The Stranger's Child

"With his balance of surface glitter and steely precision, irony and deep seriousness, Alan Hollinghurst is usually seen as an heir to Henry James. But he must also have had, at some crucial formative moment, a passionate infatuation with Brideshead Revisited (a book that the narrator of his first novel describes as "deplorable"). His characters evince a recurring fixation with nice houses and their glamorous, sexy inhabitants: most notably, in the case of Nick Guest, the vaguely creepy interloper who moves into the home of a Tory MP in his Booker-winning masterpiece The Line of Beauty; but Waugh's theme and his pastoral imagery echo through all of Hollinghurst's work.
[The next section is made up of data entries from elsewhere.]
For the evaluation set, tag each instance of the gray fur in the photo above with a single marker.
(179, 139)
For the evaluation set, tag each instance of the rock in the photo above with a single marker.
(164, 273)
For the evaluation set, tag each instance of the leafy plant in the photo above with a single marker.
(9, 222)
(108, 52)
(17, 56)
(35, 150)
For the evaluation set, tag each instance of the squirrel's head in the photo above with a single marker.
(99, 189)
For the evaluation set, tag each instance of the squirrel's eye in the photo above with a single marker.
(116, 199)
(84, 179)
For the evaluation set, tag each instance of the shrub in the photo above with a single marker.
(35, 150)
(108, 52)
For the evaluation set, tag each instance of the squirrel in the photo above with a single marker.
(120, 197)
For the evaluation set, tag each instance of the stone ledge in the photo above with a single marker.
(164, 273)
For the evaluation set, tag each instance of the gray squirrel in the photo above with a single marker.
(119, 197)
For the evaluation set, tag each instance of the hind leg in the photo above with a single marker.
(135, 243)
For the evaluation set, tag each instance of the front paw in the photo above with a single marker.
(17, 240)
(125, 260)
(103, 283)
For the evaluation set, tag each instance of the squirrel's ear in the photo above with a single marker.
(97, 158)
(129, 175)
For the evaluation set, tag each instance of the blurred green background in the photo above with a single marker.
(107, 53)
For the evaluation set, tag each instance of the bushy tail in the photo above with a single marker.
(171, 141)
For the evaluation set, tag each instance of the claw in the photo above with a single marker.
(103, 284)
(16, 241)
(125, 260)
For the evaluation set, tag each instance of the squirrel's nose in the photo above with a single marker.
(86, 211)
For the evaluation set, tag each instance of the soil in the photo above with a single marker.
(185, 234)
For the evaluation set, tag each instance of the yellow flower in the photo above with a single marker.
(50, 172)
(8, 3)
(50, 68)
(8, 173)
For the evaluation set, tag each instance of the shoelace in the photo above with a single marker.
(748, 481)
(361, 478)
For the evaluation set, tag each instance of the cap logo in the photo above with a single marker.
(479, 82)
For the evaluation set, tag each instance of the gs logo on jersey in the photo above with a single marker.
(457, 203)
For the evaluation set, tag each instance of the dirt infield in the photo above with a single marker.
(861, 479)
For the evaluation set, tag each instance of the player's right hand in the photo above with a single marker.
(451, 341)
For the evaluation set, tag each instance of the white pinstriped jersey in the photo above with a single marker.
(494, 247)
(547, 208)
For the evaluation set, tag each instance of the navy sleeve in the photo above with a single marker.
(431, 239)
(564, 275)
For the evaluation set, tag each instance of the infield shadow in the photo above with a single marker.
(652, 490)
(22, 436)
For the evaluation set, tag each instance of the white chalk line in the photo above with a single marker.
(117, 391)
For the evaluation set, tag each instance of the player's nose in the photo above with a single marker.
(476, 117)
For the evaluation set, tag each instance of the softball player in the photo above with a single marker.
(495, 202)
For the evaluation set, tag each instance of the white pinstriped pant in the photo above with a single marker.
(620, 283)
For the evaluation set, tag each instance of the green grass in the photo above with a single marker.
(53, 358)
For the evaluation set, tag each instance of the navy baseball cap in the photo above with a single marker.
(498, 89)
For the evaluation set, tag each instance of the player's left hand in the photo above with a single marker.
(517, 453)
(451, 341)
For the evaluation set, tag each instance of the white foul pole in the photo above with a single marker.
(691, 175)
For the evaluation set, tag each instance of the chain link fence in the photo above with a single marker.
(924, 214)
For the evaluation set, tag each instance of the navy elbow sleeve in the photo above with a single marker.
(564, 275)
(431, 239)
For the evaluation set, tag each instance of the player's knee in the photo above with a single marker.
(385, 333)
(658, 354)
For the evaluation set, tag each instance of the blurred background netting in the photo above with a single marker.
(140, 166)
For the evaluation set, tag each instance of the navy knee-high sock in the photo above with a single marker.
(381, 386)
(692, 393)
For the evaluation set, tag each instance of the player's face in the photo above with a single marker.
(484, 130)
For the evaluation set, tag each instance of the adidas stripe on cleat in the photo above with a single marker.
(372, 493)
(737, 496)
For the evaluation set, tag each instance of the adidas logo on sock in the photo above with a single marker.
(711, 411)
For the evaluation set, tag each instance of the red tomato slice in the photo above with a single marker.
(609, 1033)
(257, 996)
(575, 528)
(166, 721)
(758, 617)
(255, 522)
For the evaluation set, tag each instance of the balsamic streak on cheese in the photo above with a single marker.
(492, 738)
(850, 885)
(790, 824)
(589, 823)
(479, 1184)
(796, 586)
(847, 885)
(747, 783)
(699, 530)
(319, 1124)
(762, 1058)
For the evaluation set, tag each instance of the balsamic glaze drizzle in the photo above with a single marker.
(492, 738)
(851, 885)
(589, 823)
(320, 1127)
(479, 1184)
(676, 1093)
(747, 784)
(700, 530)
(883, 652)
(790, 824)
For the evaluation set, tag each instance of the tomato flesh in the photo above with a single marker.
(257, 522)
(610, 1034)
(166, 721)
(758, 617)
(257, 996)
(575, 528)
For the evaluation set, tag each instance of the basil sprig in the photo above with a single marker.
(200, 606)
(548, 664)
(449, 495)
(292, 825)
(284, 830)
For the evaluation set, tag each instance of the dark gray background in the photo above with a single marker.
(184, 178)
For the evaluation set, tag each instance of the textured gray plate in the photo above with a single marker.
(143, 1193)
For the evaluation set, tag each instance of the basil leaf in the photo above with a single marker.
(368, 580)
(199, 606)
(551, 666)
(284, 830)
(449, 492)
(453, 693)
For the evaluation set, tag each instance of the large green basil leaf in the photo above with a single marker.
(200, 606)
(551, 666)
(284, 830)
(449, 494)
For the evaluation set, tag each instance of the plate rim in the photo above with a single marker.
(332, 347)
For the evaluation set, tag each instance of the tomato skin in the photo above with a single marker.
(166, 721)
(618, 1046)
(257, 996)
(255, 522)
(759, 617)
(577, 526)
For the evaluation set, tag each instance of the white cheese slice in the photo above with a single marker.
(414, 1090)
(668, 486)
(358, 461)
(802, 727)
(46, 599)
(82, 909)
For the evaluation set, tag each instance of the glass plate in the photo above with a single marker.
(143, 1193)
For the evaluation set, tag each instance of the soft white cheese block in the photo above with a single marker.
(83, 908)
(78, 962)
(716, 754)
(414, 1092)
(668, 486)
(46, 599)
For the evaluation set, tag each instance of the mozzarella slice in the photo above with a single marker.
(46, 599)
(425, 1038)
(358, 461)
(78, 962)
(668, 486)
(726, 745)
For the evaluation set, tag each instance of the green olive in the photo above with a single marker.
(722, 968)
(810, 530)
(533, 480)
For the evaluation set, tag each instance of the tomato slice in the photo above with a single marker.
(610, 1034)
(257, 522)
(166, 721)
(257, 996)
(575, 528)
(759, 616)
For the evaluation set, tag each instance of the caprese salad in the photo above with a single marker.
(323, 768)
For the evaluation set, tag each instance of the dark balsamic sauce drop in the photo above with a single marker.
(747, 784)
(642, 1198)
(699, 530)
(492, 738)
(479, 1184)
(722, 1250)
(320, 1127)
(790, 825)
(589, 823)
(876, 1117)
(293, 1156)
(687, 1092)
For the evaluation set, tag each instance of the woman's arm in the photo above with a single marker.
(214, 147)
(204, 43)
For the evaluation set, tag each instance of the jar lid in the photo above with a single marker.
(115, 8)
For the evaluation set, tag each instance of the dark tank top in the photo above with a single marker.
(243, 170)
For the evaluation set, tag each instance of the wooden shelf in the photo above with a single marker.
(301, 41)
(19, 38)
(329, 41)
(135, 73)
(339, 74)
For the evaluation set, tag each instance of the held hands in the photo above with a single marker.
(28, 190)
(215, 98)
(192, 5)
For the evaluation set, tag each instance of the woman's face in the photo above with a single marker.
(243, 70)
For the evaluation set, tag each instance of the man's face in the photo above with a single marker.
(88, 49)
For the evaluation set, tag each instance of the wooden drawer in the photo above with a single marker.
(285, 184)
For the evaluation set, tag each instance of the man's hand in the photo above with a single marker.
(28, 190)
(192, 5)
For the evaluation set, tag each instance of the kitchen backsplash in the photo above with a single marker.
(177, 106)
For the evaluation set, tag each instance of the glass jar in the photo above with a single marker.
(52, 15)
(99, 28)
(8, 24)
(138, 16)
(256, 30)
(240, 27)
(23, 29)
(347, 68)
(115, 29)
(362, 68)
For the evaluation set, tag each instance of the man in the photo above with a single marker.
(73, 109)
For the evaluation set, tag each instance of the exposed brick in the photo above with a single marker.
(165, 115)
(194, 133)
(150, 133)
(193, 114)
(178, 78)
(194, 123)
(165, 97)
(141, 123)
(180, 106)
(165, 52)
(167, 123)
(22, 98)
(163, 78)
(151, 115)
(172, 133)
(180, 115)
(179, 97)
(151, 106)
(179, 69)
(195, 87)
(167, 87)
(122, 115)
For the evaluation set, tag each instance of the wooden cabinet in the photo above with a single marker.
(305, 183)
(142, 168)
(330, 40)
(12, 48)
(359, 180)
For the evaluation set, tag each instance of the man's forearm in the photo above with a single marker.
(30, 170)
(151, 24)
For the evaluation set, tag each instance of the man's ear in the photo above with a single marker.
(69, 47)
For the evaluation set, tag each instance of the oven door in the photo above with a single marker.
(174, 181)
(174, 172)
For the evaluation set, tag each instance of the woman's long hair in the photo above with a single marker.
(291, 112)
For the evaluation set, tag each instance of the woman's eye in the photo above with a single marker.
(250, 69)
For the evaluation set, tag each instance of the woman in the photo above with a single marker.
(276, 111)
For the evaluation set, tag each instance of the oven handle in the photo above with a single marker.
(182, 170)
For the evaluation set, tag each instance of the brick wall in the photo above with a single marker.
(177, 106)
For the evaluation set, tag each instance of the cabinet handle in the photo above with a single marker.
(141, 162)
Charles Ryder's words could apply to most of his protagonists: ". . . I was in search of love in those days, and I went full of curiosity and the faint, unrecognized apprehension that here, at last, I should find that low door in the wall, which others, I knew, had found before me, which opened on an enclosed and enchanted garden, which was somewhere, not overlooked by any window, in the heart of that grey city."

"Of course Hollinghurst's enchanted garden is quite unlike any other seen in English literature: gay sex pastoral, it might be called, whether the unapologetically explicit action takes place in gated Notting Hill gardens, London clubs or the summery English countryside. His captivating new book – his first since The Line of Beauty seven years ago – is a country house novel that begins in a garden, in the late summer of 1913. In an inversion of the Brideshead theme, the outsider, the stranger's child, is an aristocrat visiting a middle-class home and seducing the family in it – the Sawles of Two Acres, a pleasant Victorian villa in Stanmore Hill, in the outer suburbs of London. (Later on, the Sawles invade his much grander home and repay the favour.)

"He is Cecil Valance, a mediocre Georgian poet of broad sexual tastes, who, in the course of his short visit, drinks too much, stays up all night, worships the dawn, repeatedly ravishes the love-struck younger son of the house (his Cambridge friend George), roughly kisses the daughter Daphne by the rockery, and then writes a poem praising these "Two blessed acres of English ground".

When Cecil dies during the war, the poem is extolled by Churchill, as Rupert Brooke's "The Soldier" was, and becomes famous as an evocation of a country on the brink of a great change: "A first-rate example of the second-rate poet who enters into common consciousness more deeply than many great masters," as one character puts it.